We demonstrate that apoptotic cell death of activated T cells through binding to the CD3 molecule provides an excellent source of material for Treg-cell induction. Other mediators of apoptosis were less effective, perhaps because of the prolonged time course required to generate high levels of apoptotic cells²⁴  or because of an intrinsic resistance of CTCL cells to apoptosis, as reported for tumor cell lines.²⁶  CD3 binding alone, in the absence of DCs, was unable to induce a Treg phenotype in CTCL cells, indicating a requirement for a second signal. In studies of normal CD4 T cells, CD3 binding alone did not induce Treg cells, and coengagement of the complement receptor was required.⁴¹ 

Other investigators have implicated apoptotic cells in the induction of immunosuppression⁴²  and tolerance.⁴³  It has been proposed that previously cryptic antigens are revealed by apoptotic cell death and that presentation of these neoantigens plays a role in suppression of the immune response.⁴⁴  Our results indicate that the mechanism that may drive immunosuppression after apoptotic cell death may be mediated through the induction of Treg cells by DC ingestion and the presentation of self-peptides to CD4 T cells.

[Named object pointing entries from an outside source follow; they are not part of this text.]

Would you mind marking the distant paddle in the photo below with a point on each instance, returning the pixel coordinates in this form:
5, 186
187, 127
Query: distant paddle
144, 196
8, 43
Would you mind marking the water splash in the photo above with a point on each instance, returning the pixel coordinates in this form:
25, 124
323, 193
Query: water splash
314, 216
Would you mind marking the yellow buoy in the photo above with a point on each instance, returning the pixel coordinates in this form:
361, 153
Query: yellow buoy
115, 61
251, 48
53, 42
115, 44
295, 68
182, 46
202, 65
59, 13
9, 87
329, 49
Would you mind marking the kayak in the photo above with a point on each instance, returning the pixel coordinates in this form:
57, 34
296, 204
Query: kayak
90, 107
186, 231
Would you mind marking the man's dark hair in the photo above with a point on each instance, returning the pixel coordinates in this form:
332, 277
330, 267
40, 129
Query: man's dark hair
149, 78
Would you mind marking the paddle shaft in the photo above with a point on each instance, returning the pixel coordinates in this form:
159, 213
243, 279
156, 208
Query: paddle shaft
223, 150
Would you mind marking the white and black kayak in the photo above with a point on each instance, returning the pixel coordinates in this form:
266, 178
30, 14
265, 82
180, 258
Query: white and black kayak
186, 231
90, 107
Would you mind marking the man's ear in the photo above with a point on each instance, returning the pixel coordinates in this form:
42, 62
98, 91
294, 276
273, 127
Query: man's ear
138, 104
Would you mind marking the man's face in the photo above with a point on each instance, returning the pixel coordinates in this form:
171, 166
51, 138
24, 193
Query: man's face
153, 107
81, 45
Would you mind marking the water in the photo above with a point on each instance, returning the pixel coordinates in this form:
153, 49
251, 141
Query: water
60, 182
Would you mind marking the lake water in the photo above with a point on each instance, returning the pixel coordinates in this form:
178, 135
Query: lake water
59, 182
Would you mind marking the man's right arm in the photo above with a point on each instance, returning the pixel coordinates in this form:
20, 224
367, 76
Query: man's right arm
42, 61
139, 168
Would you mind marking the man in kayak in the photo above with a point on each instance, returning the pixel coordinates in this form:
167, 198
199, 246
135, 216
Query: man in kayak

Although Treg cells may be undesirable for tumor immunotherapy, their generation could be of value in autoimmune disease⁴⁵  and transplantation tolerance.¹⁷  Through improved knowledge of T cell and DC interactions, we may gain the ability to manage a spectrum of maladies ranging from cancer to disorders of T-cell regulation by inhibiting Treg-cell generation for cancer immunotherapy and promoting Treg development to induce tolerance in autoimmune disease and transplantation.